The board closed the store because the thrift shop was not bringing in enough revenue to cover its costs to operate. That meant that the store had no money left over to support Interfaith’s mission of supporting the elderly and people with disabilities.

Willenbecher had used the word “temporary” back in October when the store’s closure was announced.

The board hopes to reopen the thrift store by the end of 2018. But reopen really isn’t the right word, because when the board does reopen the doors, what people will find inside will be a lot different — and, the board hopes, a lot more exciting.

There will still be a thrift store, but there will also be a new downtown coffee shop with Wi-Fi, Willenbecher said. There will be a consignment store catering to young people such as Penn State Harrisburg students, and another section where local vendors can rent space to sell their wares.

The board believes that in 2017, Interfaith can no longer afford to put all its eggs in one basket — the basket being the thrift store. And when the building you own is 5,200 square feet, there are a lot of different things you can do with it.

The goal is to develop a new mixed-use venue with “multiple things going on in there, to create more foot traffic so it is vigorous and can be sustainable,” Willenbecher said.

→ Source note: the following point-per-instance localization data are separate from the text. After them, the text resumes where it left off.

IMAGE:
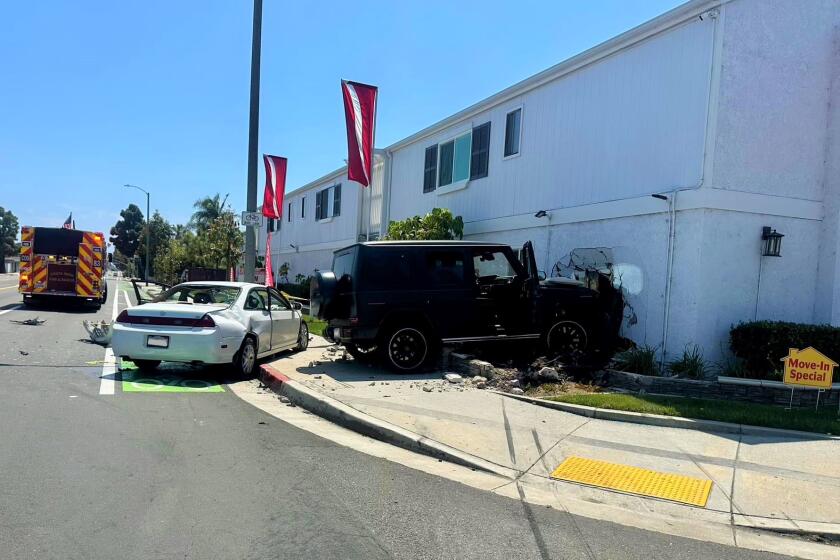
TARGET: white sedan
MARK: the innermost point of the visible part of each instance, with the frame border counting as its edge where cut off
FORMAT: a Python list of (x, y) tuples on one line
[(210, 323)]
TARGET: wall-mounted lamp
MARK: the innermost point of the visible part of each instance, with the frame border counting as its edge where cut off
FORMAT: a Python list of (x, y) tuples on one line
[(771, 242)]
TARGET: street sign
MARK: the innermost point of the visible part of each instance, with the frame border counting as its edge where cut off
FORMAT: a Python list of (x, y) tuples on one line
[(808, 367), (251, 219)]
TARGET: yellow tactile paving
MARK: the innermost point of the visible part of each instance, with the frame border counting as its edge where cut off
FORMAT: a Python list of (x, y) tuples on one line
[(634, 480)]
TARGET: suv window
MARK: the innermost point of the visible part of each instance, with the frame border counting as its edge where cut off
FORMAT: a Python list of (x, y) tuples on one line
[(278, 302), (492, 263), (257, 300), (343, 265), (445, 268), (387, 269)]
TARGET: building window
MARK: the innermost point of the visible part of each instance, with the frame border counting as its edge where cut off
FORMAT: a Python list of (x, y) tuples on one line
[(320, 206), (480, 151), (454, 160), (446, 154), (513, 132), (430, 169), (323, 198), (337, 200), (458, 160)]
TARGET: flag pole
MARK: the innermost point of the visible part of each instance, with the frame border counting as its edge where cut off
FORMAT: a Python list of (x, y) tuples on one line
[(372, 162), (253, 141)]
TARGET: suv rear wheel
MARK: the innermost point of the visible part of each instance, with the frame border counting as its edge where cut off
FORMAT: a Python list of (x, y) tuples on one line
[(407, 348)]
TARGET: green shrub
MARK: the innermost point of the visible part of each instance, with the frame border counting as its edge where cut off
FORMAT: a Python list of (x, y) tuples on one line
[(761, 345), (300, 290), (641, 360), (691, 364)]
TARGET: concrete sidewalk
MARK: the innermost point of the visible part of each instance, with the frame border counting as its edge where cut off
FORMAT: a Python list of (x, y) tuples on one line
[(789, 484)]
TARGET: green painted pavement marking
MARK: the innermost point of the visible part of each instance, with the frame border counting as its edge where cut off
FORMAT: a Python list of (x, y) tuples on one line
[(134, 381), (146, 383)]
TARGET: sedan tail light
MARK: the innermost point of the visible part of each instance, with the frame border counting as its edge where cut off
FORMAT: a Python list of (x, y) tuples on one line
[(204, 322)]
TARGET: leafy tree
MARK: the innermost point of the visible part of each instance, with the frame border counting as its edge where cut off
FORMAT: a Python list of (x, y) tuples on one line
[(160, 232), (174, 258), (437, 224), (125, 264), (180, 231), (126, 233), (207, 210), (8, 235), (225, 240)]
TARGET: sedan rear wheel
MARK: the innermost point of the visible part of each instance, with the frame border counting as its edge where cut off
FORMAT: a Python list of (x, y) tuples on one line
[(245, 360), (303, 336)]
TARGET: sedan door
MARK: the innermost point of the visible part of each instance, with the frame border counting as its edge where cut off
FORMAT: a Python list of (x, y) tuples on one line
[(285, 321), (256, 310)]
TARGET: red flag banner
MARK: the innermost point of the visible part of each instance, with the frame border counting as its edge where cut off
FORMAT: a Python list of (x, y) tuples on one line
[(275, 185), (360, 113), (269, 270)]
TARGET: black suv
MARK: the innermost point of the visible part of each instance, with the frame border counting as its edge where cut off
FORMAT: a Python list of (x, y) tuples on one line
[(403, 299)]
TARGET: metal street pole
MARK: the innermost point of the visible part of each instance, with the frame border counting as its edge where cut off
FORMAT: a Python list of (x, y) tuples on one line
[(148, 230), (253, 140)]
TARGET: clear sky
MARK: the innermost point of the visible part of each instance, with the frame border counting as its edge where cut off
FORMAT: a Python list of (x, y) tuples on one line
[(95, 94)]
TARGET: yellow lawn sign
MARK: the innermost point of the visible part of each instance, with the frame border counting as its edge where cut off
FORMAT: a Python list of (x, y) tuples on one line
[(808, 367)]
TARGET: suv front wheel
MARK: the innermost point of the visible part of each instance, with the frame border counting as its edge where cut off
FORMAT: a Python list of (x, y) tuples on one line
[(407, 348), (567, 339)]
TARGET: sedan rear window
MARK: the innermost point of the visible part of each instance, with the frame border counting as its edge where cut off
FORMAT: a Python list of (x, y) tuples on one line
[(224, 295)]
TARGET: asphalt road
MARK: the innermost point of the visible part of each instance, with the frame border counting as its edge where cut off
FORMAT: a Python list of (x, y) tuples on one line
[(153, 474)]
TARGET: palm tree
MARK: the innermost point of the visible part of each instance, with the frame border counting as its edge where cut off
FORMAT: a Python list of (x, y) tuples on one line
[(207, 209)]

Interfaith will continue to own the new venue. As a nonprofit entity, whatever money is left over after the venture covers its operating costs will go toward supporting the Interfaith mission.

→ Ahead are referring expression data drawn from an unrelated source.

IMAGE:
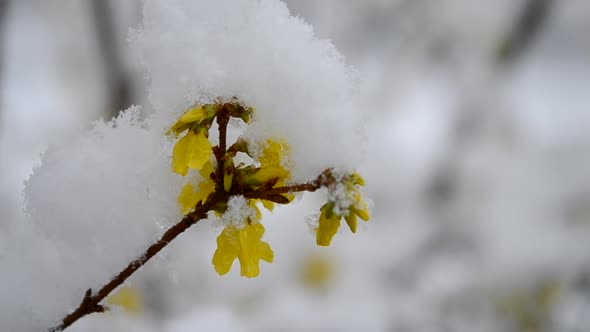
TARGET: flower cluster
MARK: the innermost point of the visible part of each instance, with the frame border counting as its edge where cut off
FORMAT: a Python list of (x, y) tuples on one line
[(263, 179), (345, 202), (220, 174)]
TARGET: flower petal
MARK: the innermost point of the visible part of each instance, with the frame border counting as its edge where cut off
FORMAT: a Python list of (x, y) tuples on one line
[(351, 221), (180, 154), (200, 150), (227, 250)]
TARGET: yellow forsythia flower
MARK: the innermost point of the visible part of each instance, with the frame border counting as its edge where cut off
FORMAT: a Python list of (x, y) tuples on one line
[(330, 221), (273, 152), (189, 198), (193, 116), (128, 298), (328, 226), (246, 245), (193, 150)]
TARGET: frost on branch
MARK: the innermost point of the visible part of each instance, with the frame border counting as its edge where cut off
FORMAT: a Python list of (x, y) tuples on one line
[(125, 186)]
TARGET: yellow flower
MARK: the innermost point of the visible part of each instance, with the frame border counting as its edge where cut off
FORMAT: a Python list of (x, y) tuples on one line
[(246, 245), (128, 298), (360, 209), (189, 198), (273, 152), (193, 150), (328, 226), (330, 221), (267, 173), (191, 117)]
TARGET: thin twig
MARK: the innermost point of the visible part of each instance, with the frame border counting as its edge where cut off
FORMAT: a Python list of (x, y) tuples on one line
[(91, 303)]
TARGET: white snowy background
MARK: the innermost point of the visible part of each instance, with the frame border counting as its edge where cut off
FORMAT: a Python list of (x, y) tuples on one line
[(478, 169)]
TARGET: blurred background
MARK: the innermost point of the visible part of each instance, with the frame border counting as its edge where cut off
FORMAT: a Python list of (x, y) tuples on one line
[(477, 161)]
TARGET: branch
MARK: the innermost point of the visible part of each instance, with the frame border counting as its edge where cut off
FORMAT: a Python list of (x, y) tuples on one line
[(91, 303), (534, 14), (322, 180)]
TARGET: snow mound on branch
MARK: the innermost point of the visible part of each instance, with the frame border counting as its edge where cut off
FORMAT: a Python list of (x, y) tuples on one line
[(100, 201), (196, 51)]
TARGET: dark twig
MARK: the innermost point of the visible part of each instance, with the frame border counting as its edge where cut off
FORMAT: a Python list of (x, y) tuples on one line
[(524, 31), (91, 302), (119, 84)]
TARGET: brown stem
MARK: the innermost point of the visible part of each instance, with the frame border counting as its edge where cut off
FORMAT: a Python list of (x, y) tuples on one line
[(91, 303), (322, 180)]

Willenbecher said that the board is taking this opportunity to also look at the Interfaith mission statement, which since 1974 has been to support the elderly and “the handicapped,” to directly quote the statement.

“Middletown is a little different now than it was in 1974. It just seems reasonable that we look at the mission,” she said.

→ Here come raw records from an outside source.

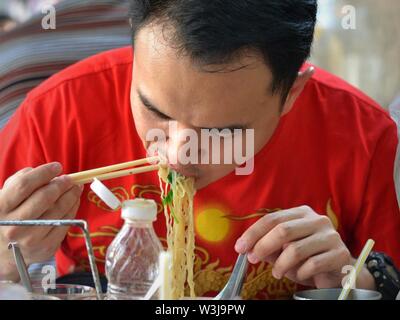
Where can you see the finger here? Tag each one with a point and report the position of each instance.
(284, 233)
(16, 175)
(325, 262)
(263, 226)
(43, 199)
(299, 251)
(25, 184)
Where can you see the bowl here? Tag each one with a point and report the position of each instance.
(333, 294)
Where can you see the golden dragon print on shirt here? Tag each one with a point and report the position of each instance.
(212, 224)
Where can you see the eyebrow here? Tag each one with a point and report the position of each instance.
(151, 107)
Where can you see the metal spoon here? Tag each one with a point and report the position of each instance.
(21, 266)
(236, 281)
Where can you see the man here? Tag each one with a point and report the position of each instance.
(322, 182)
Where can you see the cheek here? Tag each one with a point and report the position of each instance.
(143, 123)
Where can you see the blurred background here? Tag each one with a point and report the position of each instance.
(368, 56)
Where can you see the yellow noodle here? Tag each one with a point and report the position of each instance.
(180, 232)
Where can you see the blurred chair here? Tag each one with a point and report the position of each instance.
(29, 54)
(394, 110)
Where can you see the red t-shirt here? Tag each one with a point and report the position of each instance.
(334, 152)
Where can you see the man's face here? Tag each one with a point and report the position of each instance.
(168, 87)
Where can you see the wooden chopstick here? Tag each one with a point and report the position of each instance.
(118, 174)
(113, 171)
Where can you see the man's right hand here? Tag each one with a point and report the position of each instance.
(32, 194)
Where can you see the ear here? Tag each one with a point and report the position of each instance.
(297, 88)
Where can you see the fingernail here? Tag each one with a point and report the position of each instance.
(55, 167)
(241, 246)
(276, 275)
(66, 180)
(253, 258)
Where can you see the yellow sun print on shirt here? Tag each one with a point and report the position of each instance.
(212, 225)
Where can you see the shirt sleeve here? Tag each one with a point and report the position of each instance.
(20, 144)
(379, 218)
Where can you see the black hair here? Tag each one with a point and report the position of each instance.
(215, 32)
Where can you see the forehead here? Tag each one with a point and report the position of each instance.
(187, 92)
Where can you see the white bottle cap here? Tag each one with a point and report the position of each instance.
(139, 209)
(105, 194)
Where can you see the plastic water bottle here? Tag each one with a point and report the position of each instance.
(132, 258)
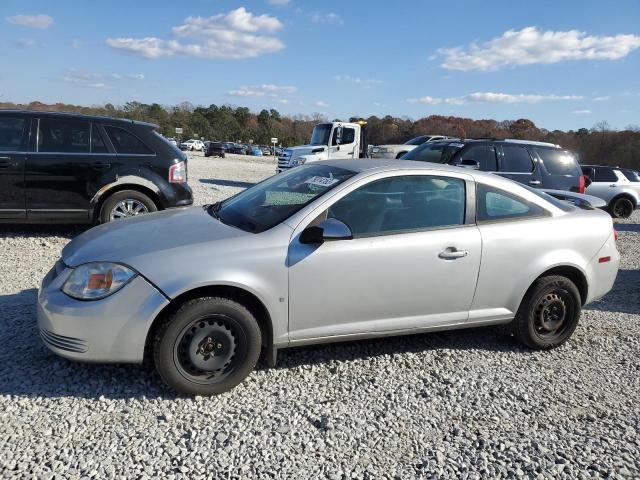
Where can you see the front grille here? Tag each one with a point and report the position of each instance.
(70, 344)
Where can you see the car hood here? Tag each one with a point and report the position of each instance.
(141, 241)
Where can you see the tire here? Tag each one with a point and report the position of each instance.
(207, 347)
(114, 203)
(621, 207)
(537, 324)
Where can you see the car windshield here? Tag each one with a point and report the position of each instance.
(321, 134)
(417, 141)
(268, 203)
(433, 152)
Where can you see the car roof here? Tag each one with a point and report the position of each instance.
(69, 115)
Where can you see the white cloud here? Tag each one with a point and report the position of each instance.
(331, 18)
(31, 21)
(270, 90)
(96, 80)
(491, 97)
(530, 46)
(237, 34)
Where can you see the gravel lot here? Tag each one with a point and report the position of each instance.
(468, 404)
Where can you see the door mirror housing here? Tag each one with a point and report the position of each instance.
(330, 229)
(470, 163)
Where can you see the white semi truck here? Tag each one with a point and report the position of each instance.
(329, 141)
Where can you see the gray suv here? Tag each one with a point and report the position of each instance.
(537, 164)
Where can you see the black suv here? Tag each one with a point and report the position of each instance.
(71, 168)
(538, 164)
(214, 149)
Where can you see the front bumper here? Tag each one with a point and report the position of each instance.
(113, 329)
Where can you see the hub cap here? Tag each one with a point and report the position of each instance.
(205, 350)
(550, 314)
(128, 208)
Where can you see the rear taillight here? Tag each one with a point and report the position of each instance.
(178, 173)
(583, 184)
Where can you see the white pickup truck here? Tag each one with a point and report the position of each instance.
(335, 141)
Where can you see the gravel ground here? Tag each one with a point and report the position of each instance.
(467, 404)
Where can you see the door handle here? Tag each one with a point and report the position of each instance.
(452, 253)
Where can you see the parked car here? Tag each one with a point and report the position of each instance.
(619, 187)
(538, 164)
(192, 145)
(329, 251)
(255, 152)
(396, 151)
(71, 168)
(214, 149)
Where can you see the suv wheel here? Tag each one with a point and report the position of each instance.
(622, 208)
(548, 314)
(208, 346)
(127, 203)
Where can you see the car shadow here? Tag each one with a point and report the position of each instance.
(227, 183)
(624, 297)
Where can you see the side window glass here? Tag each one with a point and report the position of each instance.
(11, 134)
(605, 175)
(516, 160)
(495, 204)
(401, 204)
(63, 136)
(485, 155)
(348, 136)
(97, 144)
(126, 143)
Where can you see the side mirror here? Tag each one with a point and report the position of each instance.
(469, 163)
(339, 135)
(330, 229)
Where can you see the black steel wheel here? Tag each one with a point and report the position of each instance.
(549, 313)
(207, 346)
(622, 208)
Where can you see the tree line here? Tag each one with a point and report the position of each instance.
(597, 145)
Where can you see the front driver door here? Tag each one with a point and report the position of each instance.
(413, 261)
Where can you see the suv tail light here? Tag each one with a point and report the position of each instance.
(178, 173)
(583, 184)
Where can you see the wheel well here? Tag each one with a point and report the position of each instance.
(573, 274)
(118, 188)
(248, 299)
(624, 195)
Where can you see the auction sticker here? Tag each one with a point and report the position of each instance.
(321, 181)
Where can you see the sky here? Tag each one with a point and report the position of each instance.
(563, 64)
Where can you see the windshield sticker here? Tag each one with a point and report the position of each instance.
(321, 181)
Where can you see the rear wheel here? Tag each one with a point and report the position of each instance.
(548, 314)
(208, 346)
(127, 203)
(622, 208)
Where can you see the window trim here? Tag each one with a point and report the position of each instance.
(545, 213)
(501, 160)
(469, 216)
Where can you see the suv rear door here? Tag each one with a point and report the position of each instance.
(559, 167)
(66, 167)
(14, 131)
(516, 163)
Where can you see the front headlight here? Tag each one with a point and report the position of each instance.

The board could choose to “reaffirm” the mission statement as it is now — while cleaning up language to get rid of out-dated terms like “handicapped.”

The outcome of this re-assessment isn’t known yet, but one constant is that money derived from the thrift shop and its companion enterprises “will stay in Middletown.”

“Whatever our mission becomes, that downtown enterprise is really not a business, but a social enterprise to support the goodwill of the Interfaith mission,” Willenbecher said.

The board is also looking at repairs and renovations that need to be done in order for the building to serve the Middletown community for many more years to come.

These needs include but are not limited to fixing a leaky roof, and upgrading the electrical and lighting systems.

The board is working with Herb Moore, a local contractor, in drawing up a to-do list that also includes making the building look more attractive, inside and out.

“If you are going to be a new enterprise, you need to look like a new enterprise,” Willenbecher said.

At this point, the board does not know how much all of this will cost, or how it will be paid for.

Willenbecher did not identify any grants or other sources of dedicated funding. The board is hoping to keep costs down by relying as much as possible on volunteer help from the community.

As a first step, the board is planning to hold a “community shopping day” on Saturday, Feb. 17, to help clear out the large amount of inventory that still remains in the thrift shop.

A lot of inventory has already been given away to various organizations in the community. Interfaith will continue with these donations.

But Interfaith is also hoping to raise money through sale of the inventory items to the community to help offset the cost of the repairs and renovations that are needed.

The physical infrastructure work must be done before the coffee shop and the rest of this “social enterprise” can open to the community.

But the goal is to be open by the end of 2018, Willenbecher said.